O que me parece invulgar aqui são
outras duas coisas. Primeiro, estes “pais” que não viram nenhuma destas evidências
e que, pelo contrário, esperavam uma menina perfeita e pronta-a-usar, que
respondesse com um abraço quando se carregasse no botão dessa “função”. Depois,
a leveza e irresponsabilidade com que eles diagnosticam um problema severo em
dois dias (já não se entrevistam os proponentes a adopções?). Segundo, a
instituição que administra, com a mesma displicência, psicotrópicos a crianças.
Não é por acaso que a
esquizofrenia é detectada no início da juventude (isto é, depois de terminada a
adolescência).
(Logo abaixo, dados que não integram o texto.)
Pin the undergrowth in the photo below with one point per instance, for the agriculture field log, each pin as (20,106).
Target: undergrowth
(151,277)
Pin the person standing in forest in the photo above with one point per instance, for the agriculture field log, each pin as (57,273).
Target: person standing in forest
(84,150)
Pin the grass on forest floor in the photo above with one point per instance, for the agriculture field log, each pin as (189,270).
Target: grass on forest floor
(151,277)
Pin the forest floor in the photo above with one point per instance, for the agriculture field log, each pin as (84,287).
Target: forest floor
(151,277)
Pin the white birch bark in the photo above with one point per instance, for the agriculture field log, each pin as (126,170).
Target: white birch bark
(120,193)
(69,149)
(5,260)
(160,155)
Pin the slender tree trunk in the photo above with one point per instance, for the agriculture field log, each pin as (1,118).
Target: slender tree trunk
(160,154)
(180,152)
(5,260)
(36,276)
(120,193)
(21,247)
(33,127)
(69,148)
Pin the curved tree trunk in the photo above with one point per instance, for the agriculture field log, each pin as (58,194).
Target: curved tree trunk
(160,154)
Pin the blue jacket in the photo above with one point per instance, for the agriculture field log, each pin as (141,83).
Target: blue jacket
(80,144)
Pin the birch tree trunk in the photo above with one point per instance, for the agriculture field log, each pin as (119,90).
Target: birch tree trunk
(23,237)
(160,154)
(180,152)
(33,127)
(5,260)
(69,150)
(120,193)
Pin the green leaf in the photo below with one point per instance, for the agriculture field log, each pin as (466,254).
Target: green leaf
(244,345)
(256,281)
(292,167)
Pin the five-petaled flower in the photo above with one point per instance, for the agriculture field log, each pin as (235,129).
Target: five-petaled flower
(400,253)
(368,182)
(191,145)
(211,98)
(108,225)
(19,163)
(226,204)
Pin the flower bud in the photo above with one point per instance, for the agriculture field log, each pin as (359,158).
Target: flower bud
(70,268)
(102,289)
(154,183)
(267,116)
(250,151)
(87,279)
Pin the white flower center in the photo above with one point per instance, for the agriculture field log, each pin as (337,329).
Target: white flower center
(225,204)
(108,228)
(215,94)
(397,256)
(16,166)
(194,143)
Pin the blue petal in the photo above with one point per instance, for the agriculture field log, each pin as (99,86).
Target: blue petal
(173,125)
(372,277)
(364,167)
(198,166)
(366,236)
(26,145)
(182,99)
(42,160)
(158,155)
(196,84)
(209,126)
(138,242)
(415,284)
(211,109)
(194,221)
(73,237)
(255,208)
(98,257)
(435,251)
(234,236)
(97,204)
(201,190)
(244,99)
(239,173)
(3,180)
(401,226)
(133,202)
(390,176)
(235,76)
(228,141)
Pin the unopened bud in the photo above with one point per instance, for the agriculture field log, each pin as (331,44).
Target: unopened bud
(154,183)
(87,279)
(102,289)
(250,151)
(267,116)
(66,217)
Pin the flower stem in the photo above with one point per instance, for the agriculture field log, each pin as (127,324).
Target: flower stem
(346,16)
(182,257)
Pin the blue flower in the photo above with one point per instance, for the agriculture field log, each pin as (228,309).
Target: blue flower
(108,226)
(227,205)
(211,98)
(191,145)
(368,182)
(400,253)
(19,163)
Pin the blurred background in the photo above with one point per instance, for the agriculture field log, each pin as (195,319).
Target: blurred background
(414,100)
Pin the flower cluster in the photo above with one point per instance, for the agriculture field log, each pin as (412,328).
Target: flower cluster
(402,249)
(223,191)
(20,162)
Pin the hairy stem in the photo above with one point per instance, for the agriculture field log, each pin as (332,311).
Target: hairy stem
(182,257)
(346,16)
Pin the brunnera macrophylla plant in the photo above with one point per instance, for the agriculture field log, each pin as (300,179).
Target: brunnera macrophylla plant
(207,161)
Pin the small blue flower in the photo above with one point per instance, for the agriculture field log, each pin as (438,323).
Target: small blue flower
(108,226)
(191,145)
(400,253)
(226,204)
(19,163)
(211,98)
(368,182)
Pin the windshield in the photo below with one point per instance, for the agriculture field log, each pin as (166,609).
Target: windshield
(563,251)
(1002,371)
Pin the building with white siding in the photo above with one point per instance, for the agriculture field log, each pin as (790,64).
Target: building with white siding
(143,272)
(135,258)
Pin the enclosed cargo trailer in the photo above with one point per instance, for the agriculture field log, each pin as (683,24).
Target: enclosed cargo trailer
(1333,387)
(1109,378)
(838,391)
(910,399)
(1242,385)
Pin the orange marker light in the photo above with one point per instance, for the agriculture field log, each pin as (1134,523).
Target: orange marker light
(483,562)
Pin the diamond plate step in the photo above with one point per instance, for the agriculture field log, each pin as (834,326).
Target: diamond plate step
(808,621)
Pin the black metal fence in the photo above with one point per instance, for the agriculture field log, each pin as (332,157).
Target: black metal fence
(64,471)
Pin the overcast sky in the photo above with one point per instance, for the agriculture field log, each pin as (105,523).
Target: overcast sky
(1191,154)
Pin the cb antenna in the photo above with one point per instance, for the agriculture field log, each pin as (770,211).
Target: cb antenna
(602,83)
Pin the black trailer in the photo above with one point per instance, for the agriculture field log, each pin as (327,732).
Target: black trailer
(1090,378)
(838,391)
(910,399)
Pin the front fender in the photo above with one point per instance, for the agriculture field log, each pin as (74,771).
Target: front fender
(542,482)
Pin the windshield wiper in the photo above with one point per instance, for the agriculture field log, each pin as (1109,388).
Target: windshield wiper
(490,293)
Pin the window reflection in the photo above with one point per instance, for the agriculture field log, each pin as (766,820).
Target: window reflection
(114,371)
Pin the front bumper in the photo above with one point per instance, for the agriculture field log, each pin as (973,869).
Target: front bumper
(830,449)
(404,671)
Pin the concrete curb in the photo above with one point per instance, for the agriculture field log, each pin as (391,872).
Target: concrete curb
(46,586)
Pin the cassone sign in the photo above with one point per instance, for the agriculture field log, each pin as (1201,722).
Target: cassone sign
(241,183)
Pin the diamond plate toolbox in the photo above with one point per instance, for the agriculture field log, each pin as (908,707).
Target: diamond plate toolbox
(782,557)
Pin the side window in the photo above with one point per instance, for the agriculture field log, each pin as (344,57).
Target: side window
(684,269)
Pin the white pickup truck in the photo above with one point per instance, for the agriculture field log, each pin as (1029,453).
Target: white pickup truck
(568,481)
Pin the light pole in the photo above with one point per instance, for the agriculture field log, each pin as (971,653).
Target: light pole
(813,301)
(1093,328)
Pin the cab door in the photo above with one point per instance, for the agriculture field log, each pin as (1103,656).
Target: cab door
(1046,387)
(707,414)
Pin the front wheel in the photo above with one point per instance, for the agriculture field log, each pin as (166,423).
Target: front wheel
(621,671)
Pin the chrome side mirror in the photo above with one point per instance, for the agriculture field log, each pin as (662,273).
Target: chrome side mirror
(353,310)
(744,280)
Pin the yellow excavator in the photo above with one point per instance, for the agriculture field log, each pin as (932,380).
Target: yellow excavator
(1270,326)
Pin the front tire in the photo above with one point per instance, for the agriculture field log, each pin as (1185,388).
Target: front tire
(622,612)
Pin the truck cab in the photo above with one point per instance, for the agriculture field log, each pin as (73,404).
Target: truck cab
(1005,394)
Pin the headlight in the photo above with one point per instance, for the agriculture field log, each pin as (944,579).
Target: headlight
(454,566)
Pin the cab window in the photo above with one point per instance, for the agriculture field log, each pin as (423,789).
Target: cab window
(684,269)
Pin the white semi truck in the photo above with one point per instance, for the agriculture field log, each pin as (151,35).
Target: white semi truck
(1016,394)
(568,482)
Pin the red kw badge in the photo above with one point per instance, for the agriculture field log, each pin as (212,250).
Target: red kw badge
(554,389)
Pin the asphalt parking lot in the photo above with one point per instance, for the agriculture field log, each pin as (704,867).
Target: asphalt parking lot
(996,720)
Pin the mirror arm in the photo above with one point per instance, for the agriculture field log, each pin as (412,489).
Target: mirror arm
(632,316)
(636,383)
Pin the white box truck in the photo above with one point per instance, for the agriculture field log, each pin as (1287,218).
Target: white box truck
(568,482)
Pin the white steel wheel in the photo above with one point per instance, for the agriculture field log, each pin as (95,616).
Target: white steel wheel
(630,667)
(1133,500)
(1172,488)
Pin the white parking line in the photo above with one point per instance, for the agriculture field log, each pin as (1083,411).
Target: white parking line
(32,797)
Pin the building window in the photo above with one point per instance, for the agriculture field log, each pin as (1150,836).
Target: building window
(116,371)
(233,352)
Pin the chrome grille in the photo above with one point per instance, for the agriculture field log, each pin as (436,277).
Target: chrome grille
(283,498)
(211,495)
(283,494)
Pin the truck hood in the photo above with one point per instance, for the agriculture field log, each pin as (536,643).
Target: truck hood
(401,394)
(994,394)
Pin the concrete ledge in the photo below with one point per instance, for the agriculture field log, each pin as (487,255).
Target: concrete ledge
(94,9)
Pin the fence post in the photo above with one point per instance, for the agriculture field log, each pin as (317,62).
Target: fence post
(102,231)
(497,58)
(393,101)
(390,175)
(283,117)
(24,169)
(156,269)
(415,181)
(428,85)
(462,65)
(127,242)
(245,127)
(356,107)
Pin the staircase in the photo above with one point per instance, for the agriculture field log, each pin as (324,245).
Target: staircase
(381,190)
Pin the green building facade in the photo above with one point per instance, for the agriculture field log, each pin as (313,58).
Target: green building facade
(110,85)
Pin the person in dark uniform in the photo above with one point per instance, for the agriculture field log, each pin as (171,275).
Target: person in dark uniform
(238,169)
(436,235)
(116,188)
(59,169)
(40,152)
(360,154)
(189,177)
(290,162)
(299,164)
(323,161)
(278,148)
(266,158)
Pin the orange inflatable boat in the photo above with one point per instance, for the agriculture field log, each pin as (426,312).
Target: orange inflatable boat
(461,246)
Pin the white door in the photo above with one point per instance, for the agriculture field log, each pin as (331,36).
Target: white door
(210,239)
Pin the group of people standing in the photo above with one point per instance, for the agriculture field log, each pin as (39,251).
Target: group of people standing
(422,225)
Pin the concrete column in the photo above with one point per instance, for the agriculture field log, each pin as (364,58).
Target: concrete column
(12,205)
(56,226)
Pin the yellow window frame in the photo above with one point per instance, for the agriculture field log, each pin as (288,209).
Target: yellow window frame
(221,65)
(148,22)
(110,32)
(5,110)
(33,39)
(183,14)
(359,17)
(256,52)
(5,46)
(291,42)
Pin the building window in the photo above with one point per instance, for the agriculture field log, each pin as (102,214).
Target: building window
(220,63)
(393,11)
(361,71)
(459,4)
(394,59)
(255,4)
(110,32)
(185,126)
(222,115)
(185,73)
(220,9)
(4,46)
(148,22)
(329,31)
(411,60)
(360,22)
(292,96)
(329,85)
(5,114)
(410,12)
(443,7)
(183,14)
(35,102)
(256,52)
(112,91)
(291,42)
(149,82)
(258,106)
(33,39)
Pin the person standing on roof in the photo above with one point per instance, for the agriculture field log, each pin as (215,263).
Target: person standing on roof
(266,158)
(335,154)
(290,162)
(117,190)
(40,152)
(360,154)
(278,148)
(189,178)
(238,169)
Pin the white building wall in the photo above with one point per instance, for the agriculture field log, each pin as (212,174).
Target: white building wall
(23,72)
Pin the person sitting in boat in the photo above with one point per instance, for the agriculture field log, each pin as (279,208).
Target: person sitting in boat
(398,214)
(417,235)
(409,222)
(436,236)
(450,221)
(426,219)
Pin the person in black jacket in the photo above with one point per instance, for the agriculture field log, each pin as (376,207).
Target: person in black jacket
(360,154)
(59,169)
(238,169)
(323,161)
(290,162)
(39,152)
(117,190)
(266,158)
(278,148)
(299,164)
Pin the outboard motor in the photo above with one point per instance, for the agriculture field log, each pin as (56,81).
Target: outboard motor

É precisamente porque, antes disso, as respostas emotivas
bizarras, os pensamentos desorganizados, as alucinações, as falsas crenças e a
falta de distinção entre o real e o imaginário que caracteriza a doença não
podem ser facilmente destrinçados da vida usual de um adolescente com hormonas
saltitantes e muito menos da de uma criança, em cujo mundo a fantasia
desempenha um papel preponderante na aprendizagem e quantas vezes de saudável
escape (ao contrário do que devia acontecer na vida adulta). Só depois da
passagem para esse mundo cognitivo e emocional adulto se podem determinar que
certos processos de pensamento desintegrado ou de descontexto emocional são
esquizofrénicos. Antes, poderão ser simples brincadeiras, fases de crescimento,
etc, etc.
Para além disso, o uso de
psicotrópicos em quem quer que seja tem efeitos severos. São drogas fortes que
actuam no sistema nervoso central, elas próprias alterando o comportamento, o
humor e a cognição, quantas vezes de forma negativa. Todo o psicotrópico cria
dependência. Como diz um psiquiatra que é tio de um bom amigo meu: “Se fores
são mas tomares estes remédios, deixas de o ser em pouco tempo.” Posso imaginar
o efeito pernicioso e devastador que estas drogas têm numa criança. Dá-las a
uma menina pequena devia ser considerado crime, porque o é, de facto. Uma
instituição que o faz não devia continuar a ter menores ao seu cuidado. Está a
criar doentes que não existiam e a contribuir para a taxa de perturbados na
sociedade.
A terminar, aponto outra situação:
uma educadora de infância aconselhou os pais de um menino de 4 anos a darem-lhe
calmantes porque ele “era hiperactivo” e, segundo a experiência dela,
beneficiaria disso...
As pessoas parecem estar
esquecidas que as crianças são ruidosas, brincam, saltam, fazem teatros, têm
amigos invisíveis, choram, riem, são tímidas e envergonhadas hoje, atrevidas e
respondonas amanhã, não gostam de colos que não conhecem, têm saudades, gostam
de mimos, confundem-se e fazem partidas, são… crianças saudáveis. Se querem
robots, encomendem um pela internet.